PICICA: "Sabor da vida foi feito falar do preconceito ainda
existente contra os portadores de hanseníase - essa a questão central
do filme, reafirmaram Kawase e seu co-roteirista, Danriu Sukegawa, na
entrevista coletiva após o lançamento do filme em maio último, no
festival de Cannes."
O feijão e o filme
POR José Carlos Avellar Cinema | 07.12.2015
Numa loja de dorayakis, uma sobremesa tradicional no Japão, feita de duas pequenas panquecas com um recheio de an,
um doce de feijão vermelho. Tokue, uma mulher de pouco mais de 70 anos,
mostra ao jovem Sentaro como cozinhar o feijão para conseguir a correta
consistência e sabor ao recheio dos dorayakis. É preciso, diz,
limpar o feijão antes de levá-lo à panela, manter a água não muito
aquecida para não ferir o feijão, e, sobretudo, conversar com ele.
Agradecer o longo caminho feito pelo feijão até chegar à panela. Pedir
que ele trabalhe bem. Prometer trocar a água de quando em quando para
eliminar as coisas amargas que o feijão sofreu ao longo da vida. Para o
incrédulo Sentaro, o vendedor de doryakis, Tokue explica que a
natureza conversa conosco numa linguagem que não conhecemos; que é
preciso estabelecer uma relação harmoniosa com ela. Conversar com os
feijões era absolutamente necessário, para buscar um modo de responder
ao que a natureza nos diz, e pedir que ela nos desse um suave doce de
feijão.
Cena de Sabor da vida
Suave talvez seja a palavra mais apropriada para definir a
história que Naomi Kawase adaptou de um livro de Durian Sukegawa -
escritor que trabalhou com ela interpretando um dos personagens de Hanezu (2011). A história e o estilo narrativo de Sabor da vida são
mesmo suaves. À primeira vista um pouco mais que suaves: entre os
ingredientes do doce de feijão existe uma boa dose de ingenuidade.

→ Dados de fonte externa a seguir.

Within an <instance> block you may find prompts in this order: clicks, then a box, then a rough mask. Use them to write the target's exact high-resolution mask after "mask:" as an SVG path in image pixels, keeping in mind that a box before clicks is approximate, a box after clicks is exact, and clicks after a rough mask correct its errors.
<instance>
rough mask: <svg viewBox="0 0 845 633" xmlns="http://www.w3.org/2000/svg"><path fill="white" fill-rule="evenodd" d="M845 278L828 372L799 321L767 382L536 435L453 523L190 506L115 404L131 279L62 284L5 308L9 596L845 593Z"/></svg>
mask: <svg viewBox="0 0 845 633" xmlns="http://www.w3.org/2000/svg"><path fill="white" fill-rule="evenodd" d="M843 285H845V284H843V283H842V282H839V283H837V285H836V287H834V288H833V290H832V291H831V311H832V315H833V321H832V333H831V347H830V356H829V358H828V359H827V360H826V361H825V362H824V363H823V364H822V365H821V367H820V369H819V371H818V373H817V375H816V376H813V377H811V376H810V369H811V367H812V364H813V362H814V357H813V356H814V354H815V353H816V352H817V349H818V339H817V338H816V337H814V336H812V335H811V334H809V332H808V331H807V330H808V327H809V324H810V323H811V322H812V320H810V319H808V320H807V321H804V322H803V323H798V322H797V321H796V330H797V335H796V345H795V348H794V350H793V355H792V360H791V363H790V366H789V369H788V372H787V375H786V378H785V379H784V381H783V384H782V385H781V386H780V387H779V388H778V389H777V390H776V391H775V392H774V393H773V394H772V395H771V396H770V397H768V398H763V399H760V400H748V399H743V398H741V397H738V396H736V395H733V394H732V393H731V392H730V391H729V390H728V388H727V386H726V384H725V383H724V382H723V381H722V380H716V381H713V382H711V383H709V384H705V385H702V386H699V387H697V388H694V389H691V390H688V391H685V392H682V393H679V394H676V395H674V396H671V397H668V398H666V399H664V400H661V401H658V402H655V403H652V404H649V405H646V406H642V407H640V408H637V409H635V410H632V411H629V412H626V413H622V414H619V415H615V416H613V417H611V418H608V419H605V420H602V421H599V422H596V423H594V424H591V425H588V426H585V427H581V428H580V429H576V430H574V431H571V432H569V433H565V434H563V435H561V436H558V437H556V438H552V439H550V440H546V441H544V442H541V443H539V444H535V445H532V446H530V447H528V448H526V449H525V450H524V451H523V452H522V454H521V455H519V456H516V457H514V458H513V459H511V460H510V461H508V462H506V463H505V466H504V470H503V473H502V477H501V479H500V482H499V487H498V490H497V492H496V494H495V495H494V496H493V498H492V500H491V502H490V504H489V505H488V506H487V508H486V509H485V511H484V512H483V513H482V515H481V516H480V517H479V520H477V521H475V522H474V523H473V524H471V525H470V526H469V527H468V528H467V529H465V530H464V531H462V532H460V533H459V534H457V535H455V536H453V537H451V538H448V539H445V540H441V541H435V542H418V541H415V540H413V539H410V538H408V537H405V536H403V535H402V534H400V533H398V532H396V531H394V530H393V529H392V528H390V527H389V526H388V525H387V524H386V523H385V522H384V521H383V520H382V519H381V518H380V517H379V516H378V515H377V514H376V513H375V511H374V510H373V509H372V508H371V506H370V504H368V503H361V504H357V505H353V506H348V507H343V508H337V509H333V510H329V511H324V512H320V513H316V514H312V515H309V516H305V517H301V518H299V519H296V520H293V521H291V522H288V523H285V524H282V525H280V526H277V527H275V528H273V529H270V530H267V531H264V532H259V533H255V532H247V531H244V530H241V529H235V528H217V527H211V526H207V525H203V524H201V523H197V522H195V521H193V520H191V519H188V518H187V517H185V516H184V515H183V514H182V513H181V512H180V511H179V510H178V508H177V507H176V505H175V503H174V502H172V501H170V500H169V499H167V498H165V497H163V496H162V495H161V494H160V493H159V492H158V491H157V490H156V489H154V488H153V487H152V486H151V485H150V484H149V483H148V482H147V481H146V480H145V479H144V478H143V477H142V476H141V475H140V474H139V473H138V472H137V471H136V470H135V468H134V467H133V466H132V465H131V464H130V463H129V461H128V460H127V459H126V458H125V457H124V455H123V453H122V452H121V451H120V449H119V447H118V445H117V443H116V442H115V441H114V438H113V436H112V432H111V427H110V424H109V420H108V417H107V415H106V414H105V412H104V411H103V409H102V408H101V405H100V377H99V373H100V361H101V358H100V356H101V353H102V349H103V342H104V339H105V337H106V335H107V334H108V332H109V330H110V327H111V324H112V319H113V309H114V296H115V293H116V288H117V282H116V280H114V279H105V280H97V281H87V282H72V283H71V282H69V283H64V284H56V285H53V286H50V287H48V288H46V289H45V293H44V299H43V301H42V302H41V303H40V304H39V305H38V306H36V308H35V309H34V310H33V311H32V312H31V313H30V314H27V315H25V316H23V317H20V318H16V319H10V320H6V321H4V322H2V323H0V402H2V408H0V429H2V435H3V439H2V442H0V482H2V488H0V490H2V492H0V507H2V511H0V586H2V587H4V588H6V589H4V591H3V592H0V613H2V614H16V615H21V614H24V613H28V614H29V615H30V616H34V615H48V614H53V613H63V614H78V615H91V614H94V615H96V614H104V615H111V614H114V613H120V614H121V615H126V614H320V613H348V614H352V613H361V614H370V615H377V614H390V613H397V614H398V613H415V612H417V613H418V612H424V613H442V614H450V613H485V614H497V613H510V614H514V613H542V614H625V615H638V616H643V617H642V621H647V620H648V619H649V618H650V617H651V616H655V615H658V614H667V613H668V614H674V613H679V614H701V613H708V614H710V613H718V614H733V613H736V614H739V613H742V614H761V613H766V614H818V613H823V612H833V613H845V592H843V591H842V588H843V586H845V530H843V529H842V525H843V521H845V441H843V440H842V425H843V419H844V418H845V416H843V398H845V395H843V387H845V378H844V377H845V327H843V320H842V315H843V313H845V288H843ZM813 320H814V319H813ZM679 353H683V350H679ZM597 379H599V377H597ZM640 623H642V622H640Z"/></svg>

Bem entendido, destacar a simplicidade da construção da
cena, e a da cena em si mesmo, do imediatamente visível enfim, não quer
dizer que o real mérito do filme se resuma à invenção de um espaço
ideal, feito só de harmonia e nenhum conflito. Ao contrário, o dia a dia
de Sentaro, o vendedor de dorayakis, e Tokue, a cozinheira de
pouco mais de setenta anos, é marcado por um drama que, digamos assim
para recorrer a um procedimento cinematográfico, se passa fora de
quadro. Na imagem propriamente dita apenas uma sombra imprecisa do que
ocorre neste fora de quadro. Um cliente nota os dedos deformados na mão
da cozinheira, descobre que ela vivia numa colônia de leprosos e
rapidamente a clientela, até então numerosa e deliciada com o sabor dos dorayakis de Sentaro e Tokue, desaparece. Logo ele perde a loja e se vê sem trabalho.
A delicadeza da narrativa não esconde a marginalização
imposta aos portadores de hanseníase, mesmo depois de descoberta a cura
para a doença. O enunciado suave é tão somente um modo de não arrastar o
espectador para dentro da situação narrada. Ele não é chamado a sofrer o
que os personagens sofrem. Vive e sofre numa outra dimensão, paralela,
solidária, mas outra. Não abandona a realidade em que vive para
projetar-se na realidade-outra dos personagens. Sua relação com o filme
se faz por meio de uma montagem paralela. Nenhuma projeção sentimental
na cena, mas nenhum distanciamento dela. Porque permanece em seu lugar,
pode apreender melhor a proposta do filme.
Sabor da vida foi feito falar do preconceito ainda
existente contra os portadores de hanseníase - essa a questão central
do filme, reafirmaram Kawase e seu co-roteirista, Danriu Sukegawa, na
entrevista coletiva após o lançamento do filme em maio último, no
festival de Cannes. Para evitar um preconceito às avessas, para evitar
que os espectadores fossem levados a ver os doentes como vítimas, como
incapazes, Kawase e Sukegawa decidiram mostrá-los primeiro como pessoas
normais, criativas como a velha cozinheira. Desse modo, antes do
leprosário, doryakis para o espectador sentir não a doença, mas o
preconceito em torno dela. E sentir também, talvez o que mais importa, o
prazer de se encontrar face a uma requintada e sensível construção
formal, que conversa com o cinema assim como Tokue conversa com seus
feijões.
José Carlos Avellar
Crítico e coordenador de cinema do IMS.